Let me know how that works.  The files are kind of big, and I couldn't figure out how to condense them, so it might take a while to download.  (Note that these files are simply audio and do not include the pictures.)

My biggest surprise last night:  A phone call from Kimberly Vandervort, author of THE SONG AND THE SORCERESS, the novel that inspired me to submit to to Hadley Rille.  Thanks so much, Kim, for remembering EOLYN's big night!

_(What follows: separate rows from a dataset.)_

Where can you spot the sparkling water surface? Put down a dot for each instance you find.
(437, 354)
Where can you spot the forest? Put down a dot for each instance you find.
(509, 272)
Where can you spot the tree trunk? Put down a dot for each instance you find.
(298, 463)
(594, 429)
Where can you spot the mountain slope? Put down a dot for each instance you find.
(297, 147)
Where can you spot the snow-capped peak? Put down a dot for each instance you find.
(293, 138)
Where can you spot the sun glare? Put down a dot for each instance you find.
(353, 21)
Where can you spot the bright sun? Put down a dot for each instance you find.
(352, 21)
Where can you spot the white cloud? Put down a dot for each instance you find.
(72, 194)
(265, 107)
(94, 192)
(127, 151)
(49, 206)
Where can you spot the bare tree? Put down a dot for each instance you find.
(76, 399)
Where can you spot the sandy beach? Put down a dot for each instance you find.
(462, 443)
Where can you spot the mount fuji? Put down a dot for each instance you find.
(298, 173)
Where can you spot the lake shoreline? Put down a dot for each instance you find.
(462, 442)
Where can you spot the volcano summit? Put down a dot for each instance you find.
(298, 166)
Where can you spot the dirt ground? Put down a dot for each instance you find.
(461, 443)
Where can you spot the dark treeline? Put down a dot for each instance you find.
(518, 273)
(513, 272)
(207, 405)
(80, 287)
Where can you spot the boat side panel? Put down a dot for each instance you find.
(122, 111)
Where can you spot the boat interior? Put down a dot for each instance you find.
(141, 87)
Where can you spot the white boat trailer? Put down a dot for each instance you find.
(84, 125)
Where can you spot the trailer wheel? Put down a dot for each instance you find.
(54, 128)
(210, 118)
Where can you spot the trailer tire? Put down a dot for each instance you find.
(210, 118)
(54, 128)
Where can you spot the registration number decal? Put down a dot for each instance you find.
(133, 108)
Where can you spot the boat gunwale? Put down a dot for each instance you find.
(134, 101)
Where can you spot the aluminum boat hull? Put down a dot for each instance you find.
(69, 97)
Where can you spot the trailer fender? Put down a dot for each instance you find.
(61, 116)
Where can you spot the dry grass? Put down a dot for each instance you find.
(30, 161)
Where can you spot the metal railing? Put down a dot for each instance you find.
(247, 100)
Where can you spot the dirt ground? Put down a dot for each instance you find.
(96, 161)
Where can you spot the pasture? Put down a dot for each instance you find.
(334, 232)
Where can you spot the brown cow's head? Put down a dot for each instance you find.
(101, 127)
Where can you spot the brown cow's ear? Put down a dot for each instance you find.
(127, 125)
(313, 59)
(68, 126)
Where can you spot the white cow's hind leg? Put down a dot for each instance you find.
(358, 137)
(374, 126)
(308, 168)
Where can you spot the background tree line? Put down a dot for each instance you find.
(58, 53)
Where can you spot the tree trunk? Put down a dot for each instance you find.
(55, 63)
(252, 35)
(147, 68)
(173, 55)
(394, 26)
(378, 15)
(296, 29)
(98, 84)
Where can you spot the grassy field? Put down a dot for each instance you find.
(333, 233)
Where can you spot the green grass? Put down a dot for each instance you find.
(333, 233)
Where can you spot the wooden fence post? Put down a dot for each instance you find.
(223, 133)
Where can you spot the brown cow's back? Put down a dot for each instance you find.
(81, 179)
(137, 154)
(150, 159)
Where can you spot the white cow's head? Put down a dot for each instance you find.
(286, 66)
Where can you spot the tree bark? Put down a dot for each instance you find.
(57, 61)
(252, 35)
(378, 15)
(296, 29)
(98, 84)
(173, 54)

In other good news, the hardcover edition of EOLYN is now available for purchase through the following links:

EOLYN on Amazon

EOLYN on Amazon.uk

EOLYN on Amazon.canada

The novel will be available soon in paperback and electronic format for Kindle and Nook, but if you're looking for a new volume to grace  your bookshelf, consider purchasing EOLYN in hardcover.  It's beautiful.  To give you an idea, here's what it looks like on my bookshelf:

Wednesday, April 20, 2011

My New Beginning

There's a Minneapolis group called Semisonic (formerly Trip Shakespeare) which for various reasons has long been close to my heart. I've got one of their songs, 'Closing Time' running repeatedly through my head lately, and my mind always returns to the same verse:

Every new beginning comes from some other beginning's end.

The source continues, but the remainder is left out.